Quentin Tarantino (1963), JK Rowling (1965), Poppy Z. Brite (1967)

Whereas the writers who DIED within that time seem to be of a much greater number (and societal impact, I think):

William Faulker, e.e. cummings, Herman Hesse (1962), Robert Frost, Sylvia Plath, William Carlos Williams, Theodore Roethke, Jean Cocteau, C.S. Lewis, Aldous Huxley (1963), Flannery O’Connor, TH White, Ian Fleming (1964), W. Somerset Maugham, T.S. Eliot (1965), Andre Breton (1966), Langston Hughes, Carl Sanburg (1967), John Steinbeck, Neal Cassady (1968)

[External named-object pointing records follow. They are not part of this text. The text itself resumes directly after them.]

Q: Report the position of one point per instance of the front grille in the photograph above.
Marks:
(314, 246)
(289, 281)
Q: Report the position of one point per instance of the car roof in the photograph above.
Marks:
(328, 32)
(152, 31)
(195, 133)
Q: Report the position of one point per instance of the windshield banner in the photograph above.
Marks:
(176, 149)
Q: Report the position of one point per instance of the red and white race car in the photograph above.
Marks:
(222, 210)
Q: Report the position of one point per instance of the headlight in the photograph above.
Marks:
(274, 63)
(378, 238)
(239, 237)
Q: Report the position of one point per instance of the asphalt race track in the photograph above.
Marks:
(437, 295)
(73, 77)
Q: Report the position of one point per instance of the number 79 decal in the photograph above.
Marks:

Of course, I’m sure there are countless others … Henry Rollins (although maybe born 1961, I can’t remember), for one. Chuck Palahniuk (1961, too, and perhaps in many ways the reincarnation of Hemingway, who died that year), for another. But unless I’m missing something, it looks like American literature died while we were being born, and not too many of us picked up the torch. Of course, that could be due to the fact that less than 10% of the current population of the United States reads books on a daily basis. But I think it’s something more — like the progression of population magazines mirrors our evolution from the fifties – Look (1950s) to Life (1960s) to People (1970s) to Us (1980s) to Self (1990s), I feel that there is a sense of disenfranchisement from ourselves, from our own. So many of my peers, agewise, seem to be caught up either in decades we barely experienced (the 60s), struggled through as children (the 70s), barely survived (the 80s), and would like to forget (the 90s). And where does that leave us now? We are not Boomers, so the likelihood of our relating to the power-struggles there is small. And we are not Xers – so there is something missing there for us, too. Our angst is primarily self-directed, self-aggrandizing, and self-generated. We are the ones who can remember Nixon lied to America, and the ones who are still young enough to do something about it.

So my question is this: where are my peers, where is the “cluster” to which I belong? I know I have been searching for it my whole life, and for the most part, have been sadly disappointed.

If you’re out there — speak to me. We surely have something to say to each other.